28 octubre 2023

Custodio Tejada. Brújula veleta

 



Ulises navegando en nuestras venas 
mientras escribe con otra voz en nuestra carne, 
la sombra de una brújula veleta 
que se torna en destino 
solaz y frío, ausente,

escribe Custodio Tejada en uno de los tres poemas preliminares de ‘Los ojos del viaje’, primera de las tres partes en las que organiza su Brújula veleta, el libro que toma título precisamente de unas palabras de ese poema.

Su parte central, ‘Geografía y estilo’, se subtitula ‘Libro de brújulas’ y es un conjunto de poemas que evocan viajes por decenas de lugares, de travesías exteriores en las que predomina la mirada contemplativa del viajero poeta que reúne en estos versos la experiencia del viaje y su elaboración verbal en personal recreación poética de la escritura. 

Porque el viaje transforma al viajero y se convierte en itinerario interior de conocimiento y reparación y la razón final del viaje “es descubrirse a sí mismo / a través de la mirada de otro. / Un viaje interior que va de lo etéreo / a lo tangible, / desde lo que se ve a lo que se intuye, / de lo que olvidas a lo que recuerdas.”
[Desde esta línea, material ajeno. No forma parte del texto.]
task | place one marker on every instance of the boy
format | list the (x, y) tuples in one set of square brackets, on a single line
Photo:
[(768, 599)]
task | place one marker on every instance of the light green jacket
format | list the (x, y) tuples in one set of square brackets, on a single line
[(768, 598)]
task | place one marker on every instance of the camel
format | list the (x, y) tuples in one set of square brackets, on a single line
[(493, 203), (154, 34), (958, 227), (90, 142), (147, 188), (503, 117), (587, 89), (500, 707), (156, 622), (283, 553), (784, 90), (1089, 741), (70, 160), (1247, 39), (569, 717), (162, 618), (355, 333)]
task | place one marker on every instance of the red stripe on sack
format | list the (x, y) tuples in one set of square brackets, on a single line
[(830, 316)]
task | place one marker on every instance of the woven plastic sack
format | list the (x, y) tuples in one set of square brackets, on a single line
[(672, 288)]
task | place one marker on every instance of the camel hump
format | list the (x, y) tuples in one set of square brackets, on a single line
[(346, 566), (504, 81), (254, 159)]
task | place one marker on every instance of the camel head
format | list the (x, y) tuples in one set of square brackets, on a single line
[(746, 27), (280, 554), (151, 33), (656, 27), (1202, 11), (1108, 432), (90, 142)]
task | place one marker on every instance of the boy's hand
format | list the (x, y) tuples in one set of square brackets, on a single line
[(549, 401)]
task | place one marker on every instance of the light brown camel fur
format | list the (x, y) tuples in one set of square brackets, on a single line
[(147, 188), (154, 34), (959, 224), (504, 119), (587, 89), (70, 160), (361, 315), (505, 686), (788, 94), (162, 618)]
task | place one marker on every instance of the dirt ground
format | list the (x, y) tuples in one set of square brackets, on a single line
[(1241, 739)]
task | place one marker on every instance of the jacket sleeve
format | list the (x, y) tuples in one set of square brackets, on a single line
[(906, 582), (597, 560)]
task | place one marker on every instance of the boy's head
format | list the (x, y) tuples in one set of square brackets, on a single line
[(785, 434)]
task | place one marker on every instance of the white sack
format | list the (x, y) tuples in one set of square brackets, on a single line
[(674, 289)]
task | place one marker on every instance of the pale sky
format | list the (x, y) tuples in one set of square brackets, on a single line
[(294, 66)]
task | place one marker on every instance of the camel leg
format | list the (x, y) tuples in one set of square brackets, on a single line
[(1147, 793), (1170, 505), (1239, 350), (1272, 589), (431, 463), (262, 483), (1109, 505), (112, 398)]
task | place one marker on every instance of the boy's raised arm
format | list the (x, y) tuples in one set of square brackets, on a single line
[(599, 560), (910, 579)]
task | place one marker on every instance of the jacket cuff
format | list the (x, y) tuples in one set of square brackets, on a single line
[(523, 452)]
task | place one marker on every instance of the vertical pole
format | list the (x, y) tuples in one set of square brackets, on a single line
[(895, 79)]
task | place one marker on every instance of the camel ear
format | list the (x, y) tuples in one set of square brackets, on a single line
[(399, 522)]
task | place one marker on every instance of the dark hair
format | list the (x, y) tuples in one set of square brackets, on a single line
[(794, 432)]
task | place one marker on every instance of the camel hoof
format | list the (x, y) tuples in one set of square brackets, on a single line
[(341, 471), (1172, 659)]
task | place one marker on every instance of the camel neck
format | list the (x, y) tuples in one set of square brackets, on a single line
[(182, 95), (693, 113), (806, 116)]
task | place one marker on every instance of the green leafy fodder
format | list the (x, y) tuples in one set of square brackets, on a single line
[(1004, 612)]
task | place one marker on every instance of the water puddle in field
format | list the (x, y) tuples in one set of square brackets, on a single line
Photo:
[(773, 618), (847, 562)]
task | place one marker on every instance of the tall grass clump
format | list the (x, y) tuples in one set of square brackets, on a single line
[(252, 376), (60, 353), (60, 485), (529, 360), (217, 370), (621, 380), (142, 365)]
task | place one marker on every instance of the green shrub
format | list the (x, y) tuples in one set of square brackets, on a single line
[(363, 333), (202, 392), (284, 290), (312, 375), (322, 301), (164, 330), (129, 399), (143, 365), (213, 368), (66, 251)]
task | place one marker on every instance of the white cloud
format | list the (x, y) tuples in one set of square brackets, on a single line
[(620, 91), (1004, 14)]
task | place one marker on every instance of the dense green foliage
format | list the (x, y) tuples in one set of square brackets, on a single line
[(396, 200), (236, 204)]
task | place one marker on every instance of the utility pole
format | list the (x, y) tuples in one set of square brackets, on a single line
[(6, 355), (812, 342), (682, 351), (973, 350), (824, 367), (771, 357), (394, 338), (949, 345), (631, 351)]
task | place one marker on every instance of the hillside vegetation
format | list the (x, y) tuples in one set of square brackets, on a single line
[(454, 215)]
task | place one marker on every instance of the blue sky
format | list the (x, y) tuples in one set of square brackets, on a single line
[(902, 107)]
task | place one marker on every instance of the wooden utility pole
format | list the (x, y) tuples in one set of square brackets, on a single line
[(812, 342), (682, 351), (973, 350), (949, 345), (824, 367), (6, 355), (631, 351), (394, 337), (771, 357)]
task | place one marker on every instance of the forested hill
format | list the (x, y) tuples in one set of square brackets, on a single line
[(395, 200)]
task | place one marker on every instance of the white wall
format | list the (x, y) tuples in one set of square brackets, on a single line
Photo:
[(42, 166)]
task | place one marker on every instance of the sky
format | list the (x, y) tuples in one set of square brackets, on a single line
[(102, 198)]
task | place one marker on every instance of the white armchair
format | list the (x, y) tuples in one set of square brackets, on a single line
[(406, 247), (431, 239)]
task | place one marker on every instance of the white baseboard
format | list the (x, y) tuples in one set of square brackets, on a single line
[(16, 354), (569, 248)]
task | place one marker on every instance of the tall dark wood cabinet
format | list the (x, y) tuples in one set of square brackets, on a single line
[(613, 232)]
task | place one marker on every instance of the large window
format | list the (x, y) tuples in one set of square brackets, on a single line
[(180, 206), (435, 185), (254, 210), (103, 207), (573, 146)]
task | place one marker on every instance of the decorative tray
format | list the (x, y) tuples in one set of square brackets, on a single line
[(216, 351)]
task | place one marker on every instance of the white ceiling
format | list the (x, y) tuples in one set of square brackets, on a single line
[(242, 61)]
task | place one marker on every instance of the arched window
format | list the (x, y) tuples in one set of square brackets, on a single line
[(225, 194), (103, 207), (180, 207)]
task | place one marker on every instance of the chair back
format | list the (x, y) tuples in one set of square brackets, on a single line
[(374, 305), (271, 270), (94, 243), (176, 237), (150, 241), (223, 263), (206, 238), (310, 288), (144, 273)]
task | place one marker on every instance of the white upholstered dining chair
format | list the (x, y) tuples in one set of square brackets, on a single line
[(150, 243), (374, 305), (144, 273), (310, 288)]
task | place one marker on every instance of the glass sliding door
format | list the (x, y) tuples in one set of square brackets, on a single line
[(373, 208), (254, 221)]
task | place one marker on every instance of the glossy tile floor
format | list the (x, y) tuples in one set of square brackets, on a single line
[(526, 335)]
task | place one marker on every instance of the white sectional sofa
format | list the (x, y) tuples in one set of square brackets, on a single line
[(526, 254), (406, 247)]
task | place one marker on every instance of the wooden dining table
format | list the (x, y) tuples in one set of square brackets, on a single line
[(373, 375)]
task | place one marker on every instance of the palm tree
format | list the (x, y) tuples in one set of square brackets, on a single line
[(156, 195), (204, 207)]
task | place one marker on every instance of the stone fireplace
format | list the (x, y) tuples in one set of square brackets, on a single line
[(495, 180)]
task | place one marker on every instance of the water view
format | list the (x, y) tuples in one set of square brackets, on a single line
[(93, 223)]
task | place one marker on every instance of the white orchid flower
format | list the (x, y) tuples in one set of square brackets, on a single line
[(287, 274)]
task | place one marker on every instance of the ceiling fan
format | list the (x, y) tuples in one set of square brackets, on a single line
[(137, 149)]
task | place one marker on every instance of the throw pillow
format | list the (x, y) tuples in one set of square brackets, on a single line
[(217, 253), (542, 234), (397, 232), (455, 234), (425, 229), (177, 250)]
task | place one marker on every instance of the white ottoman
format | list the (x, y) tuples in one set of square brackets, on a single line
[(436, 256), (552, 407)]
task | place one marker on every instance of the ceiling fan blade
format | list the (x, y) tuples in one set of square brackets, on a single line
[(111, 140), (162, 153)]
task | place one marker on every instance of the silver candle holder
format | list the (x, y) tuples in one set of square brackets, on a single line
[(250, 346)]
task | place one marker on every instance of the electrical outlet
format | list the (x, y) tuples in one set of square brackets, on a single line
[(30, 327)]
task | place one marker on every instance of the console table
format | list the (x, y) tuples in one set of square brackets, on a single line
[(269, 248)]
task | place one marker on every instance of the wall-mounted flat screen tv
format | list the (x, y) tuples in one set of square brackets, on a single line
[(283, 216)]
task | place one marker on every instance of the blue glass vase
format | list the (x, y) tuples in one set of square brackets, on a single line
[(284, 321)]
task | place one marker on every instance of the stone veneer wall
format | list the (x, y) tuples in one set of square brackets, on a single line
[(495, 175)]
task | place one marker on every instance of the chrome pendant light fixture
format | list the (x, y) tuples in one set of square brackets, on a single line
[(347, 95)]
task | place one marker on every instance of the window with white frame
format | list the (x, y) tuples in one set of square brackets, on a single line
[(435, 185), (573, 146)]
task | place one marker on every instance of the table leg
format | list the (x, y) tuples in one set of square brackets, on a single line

Viajes reales o imaginarios que van del museo del Prado a Tenerife, de El Cairo a Roma o a París, de Toledo a Cuba con la literatura o con el chocolate negro, desde el itinerario cósmico de la física cuántica a los haikus del “Diario del covid”, de Praga a Casablanca y a Fez o desde el granadino Puerto de la mora a Mombasa en un adelantamiento, “sabiendo que cualquier mirada mía / jamás volverá al mismo lugar en la que estuvo / ni será dos veces fuego o ceniza.”
 
La tercera parte, ‘Metapoética del paso’, se construye sobre una mirada más reflexiva, más interior, una filosofía del viaje y del viajero de la que puede ser un buen resumen este poema titulado “Poética del viaje”:

El alma de los sitios, 
la voz de los paisajes, 
las costumbres y su eco, 
el fósforo diario, 
la sombra de las piedras, 
el cuarto con su cama, 
el hábito del sol 
y la rutina.
Eso hace el caminante, 
embalsamar la vida en el lenguaje, 
como un taxidermista 
que cuelga de paredes 
los kilómetros recorridos, lágrimas, 
anécdotas, cabezas y sonrisas.
Pisadas cuya huella 
convierten la memoria 
en un museo vivo 
de gestos y ojos 
o en un lugar de tránsito 
que lleva al silencio.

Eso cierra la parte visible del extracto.